It's no easy task to replace a player that produced the way Carlos Beltran did for the Mets in 2011.
Beltran rediscovered the fountain of youth and was in the midst of a career year, perhaps his finest since 2008, when the Mets traded him to the San Francisco Giants on Wednesday.
The right fielder led the Mets in home runs with 15, as well as in the RBI department with 66.
However, the trade of Beltran does not have to translate into the termination of the Mets' season. As we saw last night, this Mets offense is more than capable of producing without Carlos, pending breakout performances from other offensive sources.
Let's take a look at the three players that must step up in Carlos Beltran's absence if the Mets wish to continue flirting with contention.
David Wright is getting hot at the right time.
He's seen his average rise 33 points since returning from his extended stay on the DL, while collecting two home runs and 10 RBI.
If the Mets want any chance of contending from here on out in 2011, David will have to continue this torrid pace.
With Beltran gone, Wright is the most feared bat in the Mets lineup, and he'll have to produce in that role in order to mask the deficiencies that this offense could face without Beltran.
It's a familiar plea, wouldn't you say?
Mets fans have been waiting for Bay to emerge and "be the man" from the moment he arrived in Queens.
Despite a rare extra-base hit in the series-opener with the Reds, Bay hasn't shown much inclination to break out and shoulder some of the offensive load with Beltran no longer around.
However, if the Mets expect to stay relevant in 2011, it can't be stressed enough how much Jason Bay means to this lineup. If he can somehow turn his season around and revert to even a fraction of his old form, the Mets may be looking a playoff run square in the eye.
But I regress.
This is Jason Bay we're talking about, and he's given us absolutely no reason to expect he's capable of such feats while wearing a Mets uniform.
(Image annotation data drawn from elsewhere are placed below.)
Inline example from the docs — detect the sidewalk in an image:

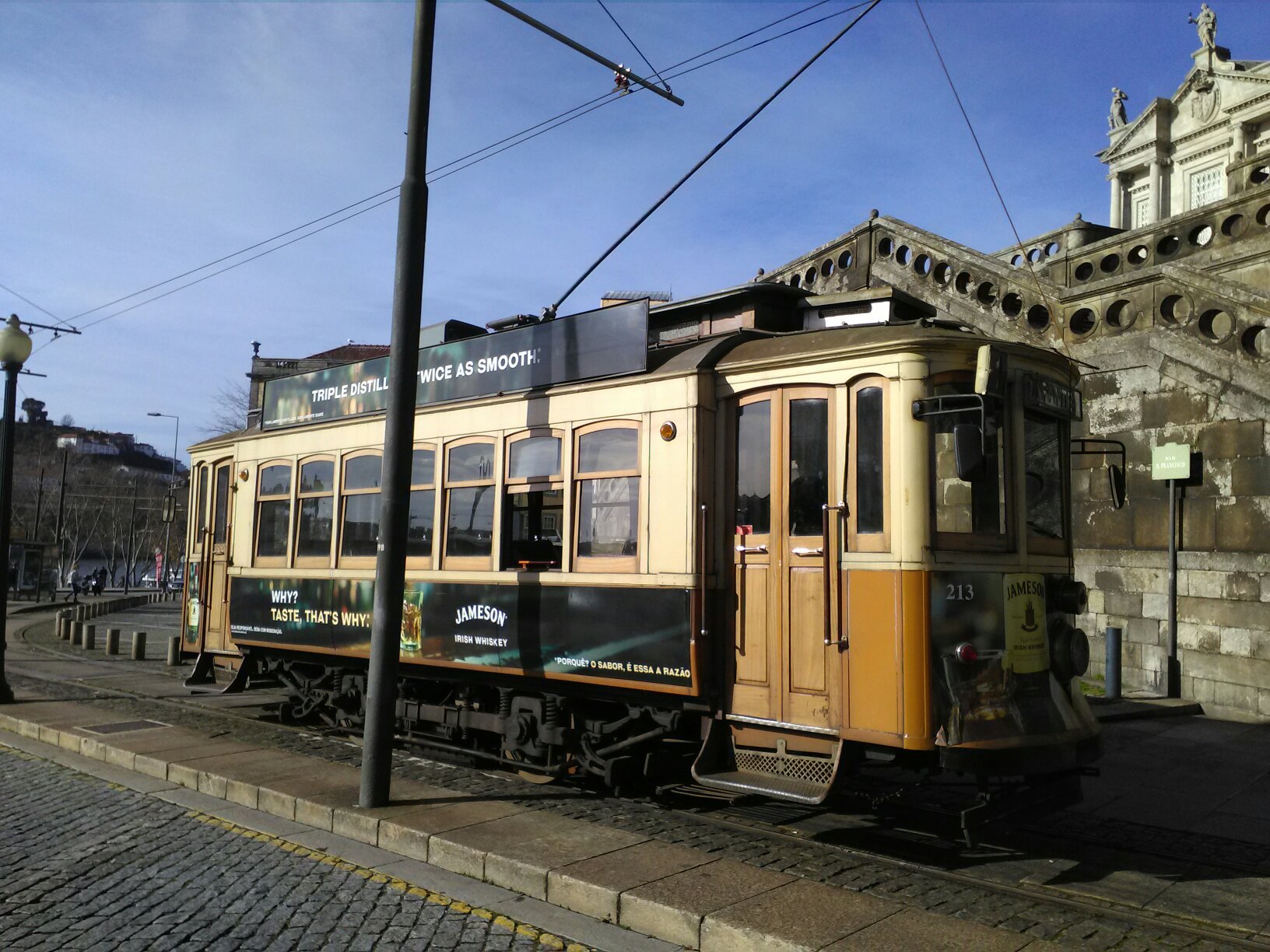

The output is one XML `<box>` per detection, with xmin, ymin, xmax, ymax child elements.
<box><xmin>7</xmin><ymin>605</ymin><xmax>1270</xmax><ymax>950</ymax></box>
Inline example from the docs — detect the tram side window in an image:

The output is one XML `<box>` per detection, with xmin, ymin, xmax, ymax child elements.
<box><xmin>927</xmin><ymin>382</ymin><xmax>1006</xmax><ymax>546</ymax></box>
<box><xmin>296</xmin><ymin>460</ymin><xmax>335</xmax><ymax>565</ymax></box>
<box><xmin>339</xmin><ymin>453</ymin><xmax>382</xmax><ymax>560</ymax></box>
<box><xmin>574</xmin><ymin>422</ymin><xmax>640</xmax><ymax>571</ymax></box>
<box><xmin>502</xmin><ymin>433</ymin><xmax>564</xmax><ymax>571</ymax></box>
<box><xmin>405</xmin><ymin>446</ymin><xmax>437</xmax><ymax>568</ymax></box>
<box><xmin>446</xmin><ymin>439</ymin><xmax>494</xmax><ymax>569</ymax></box>
<box><xmin>737</xmin><ymin>400</ymin><xmax>772</xmax><ymax>536</ymax></box>
<box><xmin>255</xmin><ymin>464</ymin><xmax>291</xmax><ymax>564</ymax></box>
<box><xmin>847</xmin><ymin>378</ymin><xmax>890</xmax><ymax>552</ymax></box>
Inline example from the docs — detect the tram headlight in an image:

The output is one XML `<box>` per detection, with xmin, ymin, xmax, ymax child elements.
<box><xmin>1054</xmin><ymin>579</ymin><xmax>1089</xmax><ymax>614</ymax></box>
<box><xmin>1049</xmin><ymin>621</ymin><xmax>1089</xmax><ymax>683</ymax></box>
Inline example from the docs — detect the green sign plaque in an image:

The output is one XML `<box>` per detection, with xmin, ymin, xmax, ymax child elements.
<box><xmin>1151</xmin><ymin>443</ymin><xmax>1190</xmax><ymax>480</ymax></box>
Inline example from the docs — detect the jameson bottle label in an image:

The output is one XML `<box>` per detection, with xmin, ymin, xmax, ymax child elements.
<box><xmin>1002</xmin><ymin>574</ymin><xmax>1049</xmax><ymax>674</ymax></box>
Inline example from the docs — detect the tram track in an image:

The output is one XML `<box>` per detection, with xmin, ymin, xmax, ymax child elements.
<box><xmin>12</xmin><ymin>614</ymin><xmax>1270</xmax><ymax>950</ymax></box>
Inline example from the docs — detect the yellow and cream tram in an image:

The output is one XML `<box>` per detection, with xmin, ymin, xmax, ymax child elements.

But boy, if he ever wanted to mend fences with Mets fans and start earning his contract, now would appear to be the opportune time.
When Lucas Duda steps up to the plate, it's as if he takes on the form of a ticking time bomb.
He's a monster home run waiting to happen, and last night he didn't disappoint.
In his first start in right field replacing the departed Carlos Beltran, Duda blasted a solo shot, and the home run seemed to take on a life of its own. It was as if Duda was proclaiming, "Hey, we'll be all right."
Duda will need to continue to make these proclamations if the Mets want to hang around the wild-card hunt in 2011.
If he can somehow rediscover his power stroke that launched him to legendary status in Buffalo, he'll form a nice 3-4-5 in the middle of the Mets' order along with David Wright and Daniel Murphy.